I want to troubleshoot why I can't start AWS Systems Manager Agent (SSM Agent) on my Amazon Elastic Compute Cloud (Amazon EC2) Windows instance.
Resolution
Note: To determine whether an instance meets the necessary requirements for a managed node, it's a best practice to use ssm-cli version 3.1.501.0. For more information, see Troubleshooting managed node availability using ssm-cli.
The following reasons are why the SSM Agent might fail to initiate your Windows instance.
The IAM role doesn't have the necessary permissions
You must have the correct permissions to make APIs calls to a Systems Manager endpoint. Attach the AmazonSSMManagedInstanceCore permissions policy to the AWS Identity and Access Management (IAM) role that's associated with your instance. If you're using a custom IAM policy, then confirm that your custom policy uses the permissions in AmazonSSMManagedInstanceCore. Also, make sure that the trust policy of the IAM role allows ec2.amazonaws.com to assume this role. For more information, see Step 1: Configure instance permissions for Systems Manager.
SSM Agent can't access the instance's metadata
SSM Agent must communicate with the instance's metadata service to get the necessary information about the instance. To access your instance's metadata, use the browser within the running instance.
If you can't access the metadata, then run the route print command from Windows PowerShell or CMD. Review the output to confirm if there's a route similar to the following ones:
Persistent Routes:
Network Address Netmask Gateway Address Metric
169.254.169.254 255.255.255.255 172.31.16.1 15
169.254.169.250 255.255.255.255 172.31.16.1 15
169.254.169.251 255.255.255.255 172.31.16.1 15
169.254.169.249 255.255.255.255 172.31.16.1 15
169.254.169.123 255.255.255.255 172.31.16.1 15
169.254.169.253 255.255.255.255 172.31.16.1 15
If the route is absent or the gateway address doesn't match the current subnet, then complete one of the following steps:
-
Manually add the route:
route add -p 169.254.169.254 mask 255.255.255.255 x.x.x.x
Note: Replace x.x.x.x with your instance's gateway address.
-
If the instance has EC2Launch version 1, then run the following command from an elevated Windows PowerShell session:
import-Module c:\ProgramData\Amazon\EC2-Windows\Launch\Module\Ec2Launch.psm1 ; Add-Routes
-
If the instance has EC2Launch version 2 or EC2Config, then restart the services. This sets the non-persistent static routes to reach the metadata service and AWS KMS servers.

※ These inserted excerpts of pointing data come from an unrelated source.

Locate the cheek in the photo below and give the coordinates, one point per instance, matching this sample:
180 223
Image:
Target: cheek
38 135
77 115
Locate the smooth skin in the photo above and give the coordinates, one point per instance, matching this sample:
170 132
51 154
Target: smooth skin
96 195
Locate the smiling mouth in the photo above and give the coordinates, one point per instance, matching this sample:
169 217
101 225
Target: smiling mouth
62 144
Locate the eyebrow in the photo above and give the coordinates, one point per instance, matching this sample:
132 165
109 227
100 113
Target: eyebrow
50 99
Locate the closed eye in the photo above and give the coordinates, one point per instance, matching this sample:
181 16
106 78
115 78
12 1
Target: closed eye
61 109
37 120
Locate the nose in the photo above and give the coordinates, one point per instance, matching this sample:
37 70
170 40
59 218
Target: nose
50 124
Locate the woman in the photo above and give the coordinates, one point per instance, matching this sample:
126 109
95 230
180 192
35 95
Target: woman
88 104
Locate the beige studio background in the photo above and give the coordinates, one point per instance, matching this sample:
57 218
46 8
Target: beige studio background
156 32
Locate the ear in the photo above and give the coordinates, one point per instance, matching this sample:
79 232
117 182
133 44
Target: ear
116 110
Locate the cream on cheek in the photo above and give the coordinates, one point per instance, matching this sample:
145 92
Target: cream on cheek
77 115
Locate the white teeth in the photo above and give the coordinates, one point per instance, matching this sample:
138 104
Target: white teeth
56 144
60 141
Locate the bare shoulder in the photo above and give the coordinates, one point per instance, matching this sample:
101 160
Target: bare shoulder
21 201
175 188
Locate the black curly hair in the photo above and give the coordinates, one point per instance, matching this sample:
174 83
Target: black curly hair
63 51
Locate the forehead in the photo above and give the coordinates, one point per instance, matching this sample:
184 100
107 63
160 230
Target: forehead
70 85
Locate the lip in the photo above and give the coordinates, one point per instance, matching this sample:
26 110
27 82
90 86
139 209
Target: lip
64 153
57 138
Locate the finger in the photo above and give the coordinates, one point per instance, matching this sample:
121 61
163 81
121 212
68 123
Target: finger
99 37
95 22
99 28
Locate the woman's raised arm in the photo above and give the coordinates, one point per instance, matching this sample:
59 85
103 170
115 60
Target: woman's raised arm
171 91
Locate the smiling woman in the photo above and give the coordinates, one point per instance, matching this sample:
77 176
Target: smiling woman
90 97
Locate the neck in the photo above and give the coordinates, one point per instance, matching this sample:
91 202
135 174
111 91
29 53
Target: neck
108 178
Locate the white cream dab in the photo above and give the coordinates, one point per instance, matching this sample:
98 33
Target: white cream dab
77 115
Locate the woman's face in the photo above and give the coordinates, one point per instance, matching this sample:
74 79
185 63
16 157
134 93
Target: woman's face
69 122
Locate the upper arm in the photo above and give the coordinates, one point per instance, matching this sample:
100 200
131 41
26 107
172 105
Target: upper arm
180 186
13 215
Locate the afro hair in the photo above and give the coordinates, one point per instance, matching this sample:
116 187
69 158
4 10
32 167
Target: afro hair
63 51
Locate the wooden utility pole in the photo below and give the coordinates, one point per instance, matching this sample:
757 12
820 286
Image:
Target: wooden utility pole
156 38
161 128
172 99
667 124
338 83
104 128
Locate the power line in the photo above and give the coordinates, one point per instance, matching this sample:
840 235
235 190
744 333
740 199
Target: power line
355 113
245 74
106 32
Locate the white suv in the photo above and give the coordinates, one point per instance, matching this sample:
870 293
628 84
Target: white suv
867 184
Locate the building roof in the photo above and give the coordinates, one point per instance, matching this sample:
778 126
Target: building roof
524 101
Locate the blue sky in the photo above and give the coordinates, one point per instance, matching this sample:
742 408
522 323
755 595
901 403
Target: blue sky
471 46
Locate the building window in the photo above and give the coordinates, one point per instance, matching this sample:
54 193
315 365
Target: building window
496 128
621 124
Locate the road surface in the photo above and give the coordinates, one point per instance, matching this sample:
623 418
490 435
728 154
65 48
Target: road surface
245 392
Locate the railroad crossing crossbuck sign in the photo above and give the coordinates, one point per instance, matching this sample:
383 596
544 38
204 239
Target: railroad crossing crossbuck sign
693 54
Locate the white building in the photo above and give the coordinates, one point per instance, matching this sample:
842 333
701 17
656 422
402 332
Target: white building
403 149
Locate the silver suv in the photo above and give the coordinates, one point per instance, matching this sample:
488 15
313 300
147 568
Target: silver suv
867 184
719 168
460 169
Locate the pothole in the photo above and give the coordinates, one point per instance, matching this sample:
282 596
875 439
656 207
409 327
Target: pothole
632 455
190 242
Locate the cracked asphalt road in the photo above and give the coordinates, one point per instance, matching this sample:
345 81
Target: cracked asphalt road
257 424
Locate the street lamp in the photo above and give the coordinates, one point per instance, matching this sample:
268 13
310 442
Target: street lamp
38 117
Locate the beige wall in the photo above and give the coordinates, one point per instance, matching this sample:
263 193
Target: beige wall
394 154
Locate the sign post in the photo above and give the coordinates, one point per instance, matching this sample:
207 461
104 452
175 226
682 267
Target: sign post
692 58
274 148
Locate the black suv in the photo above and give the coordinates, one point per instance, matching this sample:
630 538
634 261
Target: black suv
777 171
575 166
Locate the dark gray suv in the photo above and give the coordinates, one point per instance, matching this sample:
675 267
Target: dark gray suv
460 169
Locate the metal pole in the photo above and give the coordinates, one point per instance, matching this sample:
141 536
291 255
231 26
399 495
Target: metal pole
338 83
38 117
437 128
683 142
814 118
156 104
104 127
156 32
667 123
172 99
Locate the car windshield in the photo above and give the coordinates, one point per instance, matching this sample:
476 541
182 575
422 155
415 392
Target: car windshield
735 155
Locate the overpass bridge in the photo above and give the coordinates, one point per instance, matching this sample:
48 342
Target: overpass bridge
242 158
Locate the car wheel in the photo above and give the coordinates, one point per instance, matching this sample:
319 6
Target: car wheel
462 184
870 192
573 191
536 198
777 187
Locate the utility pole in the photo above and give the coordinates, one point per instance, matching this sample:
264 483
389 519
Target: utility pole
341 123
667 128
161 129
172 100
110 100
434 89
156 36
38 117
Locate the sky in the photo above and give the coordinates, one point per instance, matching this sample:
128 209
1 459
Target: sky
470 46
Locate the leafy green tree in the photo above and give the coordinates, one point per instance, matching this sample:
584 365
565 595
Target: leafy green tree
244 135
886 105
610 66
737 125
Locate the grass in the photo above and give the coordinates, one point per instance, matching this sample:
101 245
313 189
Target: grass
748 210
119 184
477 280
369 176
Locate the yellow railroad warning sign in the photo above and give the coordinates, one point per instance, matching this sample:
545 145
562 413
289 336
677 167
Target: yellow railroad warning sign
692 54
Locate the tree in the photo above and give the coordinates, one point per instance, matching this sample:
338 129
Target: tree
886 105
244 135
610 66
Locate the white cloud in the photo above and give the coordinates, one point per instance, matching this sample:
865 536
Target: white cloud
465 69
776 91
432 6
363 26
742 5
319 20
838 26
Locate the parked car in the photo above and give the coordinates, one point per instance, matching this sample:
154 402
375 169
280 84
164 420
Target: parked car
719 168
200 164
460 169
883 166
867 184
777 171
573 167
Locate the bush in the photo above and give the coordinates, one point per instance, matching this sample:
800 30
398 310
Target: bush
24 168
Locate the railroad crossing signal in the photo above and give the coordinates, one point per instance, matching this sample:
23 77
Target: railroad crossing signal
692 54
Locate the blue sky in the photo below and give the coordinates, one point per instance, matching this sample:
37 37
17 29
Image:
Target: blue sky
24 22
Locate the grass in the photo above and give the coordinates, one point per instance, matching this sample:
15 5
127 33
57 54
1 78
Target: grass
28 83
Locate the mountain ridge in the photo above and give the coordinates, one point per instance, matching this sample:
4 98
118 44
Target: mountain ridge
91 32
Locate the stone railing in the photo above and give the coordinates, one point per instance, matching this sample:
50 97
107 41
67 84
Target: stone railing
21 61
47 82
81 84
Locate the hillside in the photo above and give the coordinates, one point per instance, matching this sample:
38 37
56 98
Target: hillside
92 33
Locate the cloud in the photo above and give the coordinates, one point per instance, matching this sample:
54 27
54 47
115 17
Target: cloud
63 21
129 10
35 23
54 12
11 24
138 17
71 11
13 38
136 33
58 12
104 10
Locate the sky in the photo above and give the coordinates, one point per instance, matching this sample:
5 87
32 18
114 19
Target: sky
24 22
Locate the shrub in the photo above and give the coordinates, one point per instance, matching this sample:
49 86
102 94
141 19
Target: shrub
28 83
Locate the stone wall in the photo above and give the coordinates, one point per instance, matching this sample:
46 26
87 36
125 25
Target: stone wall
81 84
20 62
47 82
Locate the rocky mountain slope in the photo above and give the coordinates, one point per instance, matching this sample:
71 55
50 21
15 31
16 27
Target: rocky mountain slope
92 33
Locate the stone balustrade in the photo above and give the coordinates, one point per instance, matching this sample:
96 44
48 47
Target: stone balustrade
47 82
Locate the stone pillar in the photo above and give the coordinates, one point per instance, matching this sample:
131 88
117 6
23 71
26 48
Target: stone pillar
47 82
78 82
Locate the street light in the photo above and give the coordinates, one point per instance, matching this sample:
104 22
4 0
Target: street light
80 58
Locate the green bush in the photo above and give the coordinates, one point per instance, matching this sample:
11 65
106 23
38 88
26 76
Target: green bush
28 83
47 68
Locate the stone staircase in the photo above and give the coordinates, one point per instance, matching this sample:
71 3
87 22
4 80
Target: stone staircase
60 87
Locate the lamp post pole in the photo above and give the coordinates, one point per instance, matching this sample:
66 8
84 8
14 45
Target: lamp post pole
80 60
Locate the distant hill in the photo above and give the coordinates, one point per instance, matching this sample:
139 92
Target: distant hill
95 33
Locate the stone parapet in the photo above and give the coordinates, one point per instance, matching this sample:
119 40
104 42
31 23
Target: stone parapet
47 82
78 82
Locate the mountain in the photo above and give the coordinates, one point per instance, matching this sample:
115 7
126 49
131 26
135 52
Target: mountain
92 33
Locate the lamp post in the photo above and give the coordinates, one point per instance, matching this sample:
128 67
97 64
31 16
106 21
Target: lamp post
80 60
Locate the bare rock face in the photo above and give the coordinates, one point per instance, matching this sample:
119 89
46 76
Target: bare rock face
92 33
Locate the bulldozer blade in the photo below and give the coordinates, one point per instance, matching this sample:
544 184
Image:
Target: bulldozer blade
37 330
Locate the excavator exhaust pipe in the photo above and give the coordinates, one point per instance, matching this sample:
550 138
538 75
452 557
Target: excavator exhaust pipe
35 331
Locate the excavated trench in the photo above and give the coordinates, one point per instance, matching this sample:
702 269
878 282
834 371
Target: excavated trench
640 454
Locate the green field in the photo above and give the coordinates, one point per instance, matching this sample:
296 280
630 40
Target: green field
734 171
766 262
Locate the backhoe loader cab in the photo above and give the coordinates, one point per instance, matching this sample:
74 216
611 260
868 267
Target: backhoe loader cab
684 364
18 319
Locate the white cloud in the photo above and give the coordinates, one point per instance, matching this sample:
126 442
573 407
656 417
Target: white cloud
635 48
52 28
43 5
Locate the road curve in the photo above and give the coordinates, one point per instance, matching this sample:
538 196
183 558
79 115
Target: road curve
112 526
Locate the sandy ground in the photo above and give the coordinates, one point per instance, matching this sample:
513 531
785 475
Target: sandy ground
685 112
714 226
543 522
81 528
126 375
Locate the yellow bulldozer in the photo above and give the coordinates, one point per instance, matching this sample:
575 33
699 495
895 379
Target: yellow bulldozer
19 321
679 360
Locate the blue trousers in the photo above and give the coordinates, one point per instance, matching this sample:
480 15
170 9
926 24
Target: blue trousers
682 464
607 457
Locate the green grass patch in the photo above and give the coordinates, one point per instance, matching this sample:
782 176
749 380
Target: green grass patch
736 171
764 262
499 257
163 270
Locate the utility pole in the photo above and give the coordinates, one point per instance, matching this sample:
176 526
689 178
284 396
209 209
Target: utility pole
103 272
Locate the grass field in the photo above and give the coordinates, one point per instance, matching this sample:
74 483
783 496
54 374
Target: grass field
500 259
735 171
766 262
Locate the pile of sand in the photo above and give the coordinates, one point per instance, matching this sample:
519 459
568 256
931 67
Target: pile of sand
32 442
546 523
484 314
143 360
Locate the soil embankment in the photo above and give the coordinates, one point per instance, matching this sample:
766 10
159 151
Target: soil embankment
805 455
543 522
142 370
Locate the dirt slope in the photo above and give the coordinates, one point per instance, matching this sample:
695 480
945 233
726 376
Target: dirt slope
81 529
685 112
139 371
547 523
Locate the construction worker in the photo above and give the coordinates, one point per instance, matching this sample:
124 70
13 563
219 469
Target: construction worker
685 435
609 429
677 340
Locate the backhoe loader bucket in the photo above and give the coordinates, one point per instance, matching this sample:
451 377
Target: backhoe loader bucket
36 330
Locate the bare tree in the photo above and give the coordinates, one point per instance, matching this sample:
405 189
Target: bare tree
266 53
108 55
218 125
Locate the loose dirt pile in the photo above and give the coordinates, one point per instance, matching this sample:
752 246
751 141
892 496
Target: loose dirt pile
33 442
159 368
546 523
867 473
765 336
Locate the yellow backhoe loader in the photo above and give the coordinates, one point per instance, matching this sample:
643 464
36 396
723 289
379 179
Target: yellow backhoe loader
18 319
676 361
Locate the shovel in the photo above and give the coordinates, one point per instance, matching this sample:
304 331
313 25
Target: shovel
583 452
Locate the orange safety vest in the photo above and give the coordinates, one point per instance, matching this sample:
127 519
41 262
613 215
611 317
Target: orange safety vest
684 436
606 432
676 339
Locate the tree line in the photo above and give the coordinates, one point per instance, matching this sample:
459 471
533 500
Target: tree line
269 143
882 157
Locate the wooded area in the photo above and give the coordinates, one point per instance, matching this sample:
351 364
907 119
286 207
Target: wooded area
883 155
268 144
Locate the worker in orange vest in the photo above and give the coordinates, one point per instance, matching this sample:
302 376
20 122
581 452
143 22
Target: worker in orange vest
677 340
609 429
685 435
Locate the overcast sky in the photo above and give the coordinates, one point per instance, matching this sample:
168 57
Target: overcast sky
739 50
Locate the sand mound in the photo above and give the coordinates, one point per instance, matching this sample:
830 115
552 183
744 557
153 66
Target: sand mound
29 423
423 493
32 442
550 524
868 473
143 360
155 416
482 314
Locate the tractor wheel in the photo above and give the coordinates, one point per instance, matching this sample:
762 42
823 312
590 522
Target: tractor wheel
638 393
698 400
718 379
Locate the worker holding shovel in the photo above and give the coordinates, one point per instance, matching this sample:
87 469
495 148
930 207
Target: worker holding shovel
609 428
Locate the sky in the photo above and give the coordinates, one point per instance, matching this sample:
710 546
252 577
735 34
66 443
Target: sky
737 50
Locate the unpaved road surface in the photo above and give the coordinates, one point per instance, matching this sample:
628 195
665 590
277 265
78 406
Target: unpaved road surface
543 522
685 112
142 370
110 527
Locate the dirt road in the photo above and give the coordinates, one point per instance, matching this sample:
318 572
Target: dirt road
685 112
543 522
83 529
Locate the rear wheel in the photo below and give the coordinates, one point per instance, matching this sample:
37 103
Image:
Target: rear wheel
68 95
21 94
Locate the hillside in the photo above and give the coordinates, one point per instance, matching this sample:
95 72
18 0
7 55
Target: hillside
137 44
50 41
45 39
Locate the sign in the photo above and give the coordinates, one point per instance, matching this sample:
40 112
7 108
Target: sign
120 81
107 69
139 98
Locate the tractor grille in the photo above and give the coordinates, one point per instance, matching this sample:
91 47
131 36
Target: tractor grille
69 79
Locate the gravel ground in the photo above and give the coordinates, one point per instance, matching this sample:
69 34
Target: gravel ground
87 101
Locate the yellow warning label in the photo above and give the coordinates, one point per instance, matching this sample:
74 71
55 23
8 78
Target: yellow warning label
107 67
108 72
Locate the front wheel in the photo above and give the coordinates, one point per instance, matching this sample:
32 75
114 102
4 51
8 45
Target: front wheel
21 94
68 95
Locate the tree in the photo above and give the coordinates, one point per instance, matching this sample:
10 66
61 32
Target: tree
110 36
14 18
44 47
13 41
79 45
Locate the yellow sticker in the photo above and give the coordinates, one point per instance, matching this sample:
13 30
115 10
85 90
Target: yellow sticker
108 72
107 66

If the route exists but the instance can't retrieve metadata, then review your instance's Windows Defender Firewall, third-party firewall, or antivirus configuration. Confirm that the traffic to 169.254.169.254 isn't explicitly denied. For more information, see Why does my Amazon EC2 Windows instance generate a "Waiting for the metadata service" error?
The instance isn't connected to the SSM endpoint
Verify that the instance has connectivity to Systems Manager endpoints on port 443. Run the following Windows PowerShell commands to verify connectivity. Replace RegionID with the AWS Region where the instance is located:
- Test-NetConnection ssm.RegionID.amazonaws.com -port 443
- Test-NetConnection ec2messages.RegionID.amazonaws.com -port 443
- Test-NetConnection ssmmessages.RegionID.amazonaws.com -port 443
Public subnets
Systems Manager endpoints are public endpoints. This means that your instance must use an internet gateway to reach the internet. If you experience issues when you connect to the endpoints from instances in a public subnet, then confirm the following configurations:
- The route table that your instance uses must contain a route to the internet.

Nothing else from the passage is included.